И в этот миг великан ударил. Священник пригнулся и почувствовал, как над самой головой, прямо над темечком словно пронесся маленький, но самый настоящий тайфун. Внутри екнуло. Теперь стало абсолютно очевидно, что его противник не просто выше ростом и тяжелее, за счет длины рук он запросто доставал до головы священника, сам оставаясь вне пределов досягаемости.
Отец Василий несколько раз переступил с ноги на ногу, примеряясь к ритму движений Шайбы и пытаясь оценить, каким образом он сможет достать эту гору мускулатуры и широких, крепких, тяжелых костей. Шайба снова ударил, и священник мягко поднырнул под просвистевшую над головой руку и провел грамотный удар в печень. И тут же ощутил, как его ноги лишились опоры, а в следующий миг воздуха стало не хватать. Великан поймал его, зажал в своих объятиях, как удав кролика, и теперь, похоже, пытался просто раздавить.
– Й-о! – выдохнул отец Василий и саданул кулаком в потный, широкий бок.
Безрезультатно.
Он провел целую серию убийственных в любой другой ситуации и с любым другим противником ударов.
Ноль эмоций.
У отца Василия не было опоры, и поэтому он был лишен возможности вложить в удар массу своего тела. А этот бугай, видно, был начисто лишен способности чувствовать боль. А кислорода становилось все меньше. Священник попытался вдохнуть, но грудную клетку словно стянули металлическими обручами – как бочку. Сознание мутилось.
– Мишаня! Не сдавайся! – как сквозь вату услышал он и, совершенно ошалевший от невыносимого удушья, желая только одного: глотнуть еще хоть немного воздуха, впился зубами в скользкую, потную плоть.
Гигант взревел и ослабил хватку. Отец Василий скользнул вниз, на песок, кашляя и хрипло дыша, и стремительно отполз в сторону. То, что он использовал зубы, наверное, было неэтично, но здесь, похоже, никто в дебри этики и не совался. Потому что всем хотелось лишь одного: жестокого и, желательно, кровавого зрелища насилия человека над человеком. «Ладно! – решил поп. – Хотите? Получайте!»
Он стремительно сократил дистанцию, резко присел и провел подсечку. Титан рыкнул и, подняв целую тучу песка, рухнул оземь. И тогда священник прыгнул на него сверху и, вывернув противнику руку, завел ее за спину.

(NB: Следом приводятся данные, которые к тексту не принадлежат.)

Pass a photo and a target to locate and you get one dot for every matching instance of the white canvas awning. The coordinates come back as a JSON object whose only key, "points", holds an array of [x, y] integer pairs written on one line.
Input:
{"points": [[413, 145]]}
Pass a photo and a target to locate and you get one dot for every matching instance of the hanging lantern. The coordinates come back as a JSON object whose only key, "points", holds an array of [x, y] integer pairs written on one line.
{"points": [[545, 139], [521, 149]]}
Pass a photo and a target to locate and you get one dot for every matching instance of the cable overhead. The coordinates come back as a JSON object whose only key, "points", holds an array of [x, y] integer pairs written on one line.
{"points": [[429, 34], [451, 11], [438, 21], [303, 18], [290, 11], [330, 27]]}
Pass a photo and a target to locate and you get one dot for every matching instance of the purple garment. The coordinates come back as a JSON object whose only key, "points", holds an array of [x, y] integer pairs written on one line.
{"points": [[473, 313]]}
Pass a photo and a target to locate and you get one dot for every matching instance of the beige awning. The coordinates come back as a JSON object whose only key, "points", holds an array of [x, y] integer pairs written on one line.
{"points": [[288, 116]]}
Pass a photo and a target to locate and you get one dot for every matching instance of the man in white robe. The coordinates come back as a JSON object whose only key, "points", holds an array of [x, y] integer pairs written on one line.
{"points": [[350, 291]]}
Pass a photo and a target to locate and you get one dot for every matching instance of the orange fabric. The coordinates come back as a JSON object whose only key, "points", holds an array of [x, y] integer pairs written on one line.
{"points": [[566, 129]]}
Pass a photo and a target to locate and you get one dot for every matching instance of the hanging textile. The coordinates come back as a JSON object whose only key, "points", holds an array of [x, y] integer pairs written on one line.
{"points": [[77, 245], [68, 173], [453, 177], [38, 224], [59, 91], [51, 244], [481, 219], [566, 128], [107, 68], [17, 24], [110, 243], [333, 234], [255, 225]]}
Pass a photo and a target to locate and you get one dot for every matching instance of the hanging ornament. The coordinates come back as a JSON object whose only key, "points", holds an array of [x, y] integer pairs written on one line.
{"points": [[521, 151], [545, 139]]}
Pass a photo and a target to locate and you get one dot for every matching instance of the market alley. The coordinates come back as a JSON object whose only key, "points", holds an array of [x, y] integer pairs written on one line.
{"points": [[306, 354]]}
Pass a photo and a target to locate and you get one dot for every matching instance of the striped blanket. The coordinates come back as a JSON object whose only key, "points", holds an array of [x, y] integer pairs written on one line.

Это, наверное, было очень больно. Но только огромный, тяжелый Шайба и не думал сдаваться. Он привстал на четвереньки и, рыча и рыдая от боли, помчался по пляжу на трех точках – коленях и оставшейся у него в пользовании не захваченной руке.
Отец Василий вывернул руку сильнее, но и это ни к чему не привело, те единственные извилины, что еще работали у этого громилы, кажется, были слишком прямы. Он то ли действительно не понимал, что делает, то ли просто ошалел от боли и мчался по песку на трех своих конечностях, как здоровенный дикий кабан с перебитой выстрелом передней ногой.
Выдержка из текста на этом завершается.